Now we’ve got the preamble out of the way, let’s talk about why Arboretum is the one of the sharpest games in my collection – a game so sharp it can draw blood. If you’re going to do them, you really want to play at least four cards in the sequence and keep track of all the other cards in the game. It's filled to the brim with tough choices, and I was engaged from start to finish with puzzling out what I needed to keep, what I could safely get rid of, and what position would provide maximum comfort on the couch tonight. In Arboretum, you create carefully planned paths for your visitors to walk as they take in the colorful explosion of buds and leaves. At the end of the game, nothing hurts worse than having this high-value chain of cards and then discovering that somebody screwed you over and kept higher value cards of that tree.So you not only have to win the game of building the best paths, you also have to win the game-within-a-game of keeping back enough points to be able to score your creation. Arboretum is a card counting, set collection game with a bit of take-that thrown in for good measure. It’s filled with tough choices, and I was engaged from start to finish in puzzling out what I needed to keep, and what I could safely get rid of. Also if you look at that gamefound, it's easy to be deceived---the actual gameplay portions are not cheap but aren't over the top expensive.

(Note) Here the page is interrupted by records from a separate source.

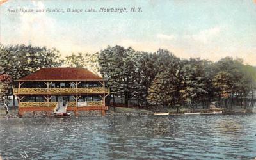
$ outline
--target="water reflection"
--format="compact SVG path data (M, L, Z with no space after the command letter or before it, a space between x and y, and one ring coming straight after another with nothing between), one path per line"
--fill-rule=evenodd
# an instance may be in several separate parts
M243 159L256 157L256 115L0 120L0 152L20 159Z

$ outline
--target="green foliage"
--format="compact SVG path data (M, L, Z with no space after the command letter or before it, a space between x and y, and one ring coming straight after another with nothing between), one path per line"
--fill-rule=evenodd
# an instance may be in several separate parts
M62 63L59 51L56 49L24 44L0 45L0 72L11 76L12 85L15 85L14 80L41 68L58 67Z

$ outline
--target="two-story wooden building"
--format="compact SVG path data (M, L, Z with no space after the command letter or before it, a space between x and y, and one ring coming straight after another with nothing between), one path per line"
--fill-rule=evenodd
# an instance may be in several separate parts
M45 68L19 80L13 93L19 102L19 114L26 111L56 111L65 107L78 116L80 111L101 111L109 88L106 79L81 68Z

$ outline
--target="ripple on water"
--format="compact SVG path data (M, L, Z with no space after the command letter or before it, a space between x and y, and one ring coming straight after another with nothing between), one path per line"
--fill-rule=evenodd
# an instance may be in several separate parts
M0 120L0 153L20 159L256 157L256 115Z

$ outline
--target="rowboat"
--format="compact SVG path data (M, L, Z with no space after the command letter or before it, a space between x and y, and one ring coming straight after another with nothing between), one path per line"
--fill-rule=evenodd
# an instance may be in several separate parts
M215 114L221 114L222 111L213 111L213 112L204 112L201 113L202 115L215 115Z
M169 112L166 113L154 113L155 116L168 116L169 115Z

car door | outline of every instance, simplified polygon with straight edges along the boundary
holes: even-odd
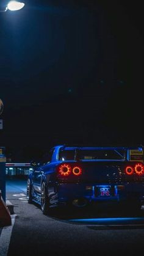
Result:
[[[41,190],[41,169],[42,169],[42,164],[40,163],[39,166],[35,167],[35,170],[32,173],[32,184],[33,184],[33,188],[34,192],[36,194],[38,193],[40,194]]]
[[[43,155],[39,165],[35,168],[33,172],[33,188],[37,194],[41,194],[41,177],[43,177],[42,179],[44,178],[46,180],[45,172],[46,170],[45,167],[46,164],[51,162],[53,151],[53,149],[51,150],[48,153],[46,153]]]

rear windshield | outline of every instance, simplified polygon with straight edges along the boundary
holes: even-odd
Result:
[[[124,150],[61,150],[59,152],[59,160],[74,160],[74,156],[76,155],[76,159],[81,160],[92,159],[110,159],[122,160],[124,158]]]

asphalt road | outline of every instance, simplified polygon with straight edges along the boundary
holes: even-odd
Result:
[[[26,181],[7,181],[6,196],[16,214],[8,256],[143,255],[143,214],[63,209],[46,216],[27,203]]]

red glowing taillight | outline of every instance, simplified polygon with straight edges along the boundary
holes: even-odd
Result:
[[[79,166],[75,166],[73,168],[73,174],[76,176],[79,176],[82,174],[82,169]]]
[[[58,166],[57,173],[60,177],[80,176],[82,175],[82,168],[78,166],[71,166],[67,163],[60,164]]]
[[[134,169],[132,166],[126,166],[125,172],[128,175],[131,175],[134,174]]]
[[[142,163],[138,163],[134,166],[129,165],[125,167],[125,173],[128,175],[137,174],[141,175],[144,174],[144,166]]]
[[[59,173],[62,176],[68,176],[71,173],[71,167],[69,164],[60,164],[59,167]]]

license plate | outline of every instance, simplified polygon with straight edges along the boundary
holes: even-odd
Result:
[[[99,197],[108,197],[114,196],[114,190],[111,186],[101,187],[96,186],[95,187],[95,196]]]
[[[110,196],[110,188],[100,188],[99,192],[101,197],[109,197]]]

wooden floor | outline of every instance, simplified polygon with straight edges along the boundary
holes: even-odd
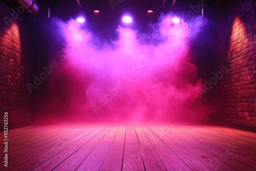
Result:
[[[221,126],[62,123],[8,134],[0,170],[256,169],[256,134]]]

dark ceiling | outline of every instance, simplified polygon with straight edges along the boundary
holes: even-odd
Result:
[[[176,0],[173,6],[174,0],[165,0],[164,6],[164,0],[79,0],[81,7],[78,5],[77,0],[49,0],[40,2],[43,4],[43,10],[46,12],[47,11],[47,14],[50,6],[51,17],[56,16],[64,20],[68,20],[75,18],[83,12],[86,18],[86,27],[100,33],[102,37],[102,35],[115,34],[117,26],[122,25],[120,20],[122,16],[126,12],[129,12],[133,17],[134,29],[146,31],[148,24],[157,22],[161,13],[166,14],[172,12],[186,14],[191,10],[190,6],[197,6],[202,1]],[[205,0],[205,3],[207,5],[205,8],[209,9],[213,1],[214,0]],[[114,7],[114,10],[110,2],[118,4]],[[151,14],[146,12],[149,2],[151,2],[154,11]],[[100,11],[99,13],[93,12],[94,7],[98,7]],[[207,14],[209,10],[204,11]],[[201,12],[198,14],[200,14]]]

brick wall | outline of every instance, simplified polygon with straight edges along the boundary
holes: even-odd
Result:
[[[7,112],[9,128],[29,123],[32,95],[26,83],[33,81],[33,69],[29,15],[15,15],[12,9],[16,9],[0,2],[0,119],[2,125],[4,112]]]
[[[214,71],[227,67],[214,87],[218,120],[256,126],[256,2],[217,1]],[[220,75],[220,76],[221,75]]]

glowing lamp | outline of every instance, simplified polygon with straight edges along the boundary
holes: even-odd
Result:
[[[123,22],[126,23],[131,23],[132,22],[132,18],[130,16],[125,16],[123,18]]]
[[[173,18],[173,19],[172,20],[172,21],[173,21],[173,22],[174,22],[175,23],[178,24],[180,22],[180,19],[178,18],[175,17],[175,18]]]
[[[78,23],[84,23],[85,20],[82,17],[79,17],[76,19],[76,21]]]

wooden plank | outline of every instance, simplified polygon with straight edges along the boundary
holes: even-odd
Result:
[[[25,140],[24,141],[23,140],[17,141],[15,143],[11,143],[9,144],[9,146],[11,147],[11,148],[10,148],[10,150],[8,153],[10,154],[11,156],[13,156],[13,157],[14,156],[19,156],[24,154],[24,149],[32,151],[41,147],[42,144],[48,144],[49,143],[52,142],[53,139],[60,138],[59,137],[62,136],[62,135],[68,134],[70,132],[72,133],[71,131],[72,130],[76,130],[76,128],[79,128],[79,126],[78,126],[76,125],[75,127],[69,126],[66,127],[58,127],[58,129],[55,129],[55,132],[35,137],[33,136],[33,134],[31,134],[30,137],[32,138],[30,138],[28,140]],[[13,157],[11,157],[9,159],[12,159]]]
[[[238,165],[240,165],[239,162],[241,162],[250,168],[247,168],[250,170],[252,168],[256,169],[255,161],[247,157],[236,154],[236,151],[239,146],[229,144],[226,145],[221,145],[219,144],[214,143],[211,141],[205,139],[194,138],[195,136],[191,135],[186,132],[183,132],[182,136],[186,138],[187,141],[195,144],[203,150],[210,153],[212,156],[218,158],[223,162],[227,163],[231,167],[236,168]],[[218,163],[216,161],[211,161],[212,163]],[[243,167],[242,165],[241,167]],[[246,169],[245,167],[245,169]]]
[[[121,125],[115,137],[100,170],[121,170],[124,151],[125,125]]]
[[[253,160],[256,160],[256,151],[254,148],[251,148],[247,145],[245,145],[242,144],[241,142],[238,143],[236,141],[229,140],[226,138],[223,138],[222,137],[218,136],[217,135],[218,134],[213,135],[212,134],[209,134],[209,132],[210,132],[210,129],[206,130],[200,128],[195,129],[194,126],[189,126],[183,127],[182,130],[189,134],[191,134],[191,130],[193,130],[193,135],[195,135],[195,138],[197,137],[199,137],[200,138],[204,138],[205,139],[209,140],[215,143],[223,144],[223,145],[227,145],[227,144],[233,144],[235,143],[236,146],[239,146],[239,148],[236,149],[236,153],[239,153]],[[225,137],[225,136],[223,135],[223,137]]]
[[[214,170],[215,167],[211,164],[209,159],[215,160],[215,157],[183,139],[179,135],[180,132],[173,131],[173,128],[172,128],[172,132],[166,132],[165,129],[166,126],[163,125],[148,127],[153,133],[162,136],[161,139],[193,170]],[[178,135],[174,133],[175,132]],[[234,170],[225,163],[221,167],[221,170]]]
[[[154,134],[146,126],[141,126],[141,129],[156,149],[167,170],[191,170],[182,159],[162,141],[161,137]]]
[[[191,126],[197,127],[201,130],[203,129],[206,131],[210,131],[211,134],[213,135],[217,135],[218,136],[229,140],[234,140],[238,143],[242,143],[244,145],[256,149],[256,144],[255,143],[256,141],[256,133],[248,133],[248,132],[239,130],[234,131],[233,130],[228,129],[227,130],[223,127],[219,129],[204,125],[193,125]],[[254,137],[252,137],[253,135],[254,135]]]
[[[98,127],[92,134],[82,137],[65,150],[50,158],[45,163],[42,163],[39,166],[40,169],[43,170],[75,170],[111,127],[112,126],[110,125]],[[64,163],[62,165],[63,167],[60,169],[62,163]],[[58,166],[59,168],[56,168]]]
[[[50,145],[48,146],[47,145],[43,146],[41,149],[37,149],[33,151],[34,153],[32,154],[34,155],[34,156],[31,156],[30,155],[31,155],[31,153],[30,153],[26,154],[15,158],[14,159],[15,160],[15,163],[13,162],[12,164],[11,168],[15,167],[14,168],[15,170],[32,170],[34,168],[38,168],[37,169],[38,169],[40,168],[40,167],[38,167],[38,166],[44,166],[50,164],[49,159],[52,158],[61,152],[68,152],[68,150],[66,151],[66,149],[72,146],[82,138],[95,136],[95,134],[98,133],[98,131],[104,128],[105,128],[105,126],[99,127],[99,125],[96,125],[78,134],[76,132],[74,132],[73,135],[69,136],[69,139],[62,143],[59,143],[57,146]],[[56,141],[55,143],[56,144]],[[56,161],[58,161],[58,160],[56,160]],[[42,164],[43,164],[42,165]]]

That’s frustrating, I imagine, since well, I can’t figure that this is a thing that a city wants 4+ of (similar to the problem Unfair has with one city seeing sometimes 4+ theme parks being constructed simultaneously). Because, if you remember, you need to discard cards on your turn, and players can pick up your discards.This is not a problem, however, as you can also use the distinctive shapes of the trees to distinguish between the suits.

You just have to hope that you’re still friends with your fellow players in five years and still living close enough to each other (and the trees) to make this possible. As the game nears its conclusion, the knowledge of the cards in play increases while players wrestle through the agony of deciding which consequential cards to hold and which to send out into the wild. David Norris on Air Land and Sea expands its battle lines with Spies, Lies and Supplies – Review Great to hear, I'm a big fan as well. A face down dummy hand as the blocking mechanism, or a random card draw for everyone at the end where people got to pull a couple of cards to add to their hand just for this phase could be effective at mitigating the incentive to play to block.And I think that at 2 players, having that duelling sense in the gameplay and fewer species to fight over, intensifies the feelings in Arboretum even more.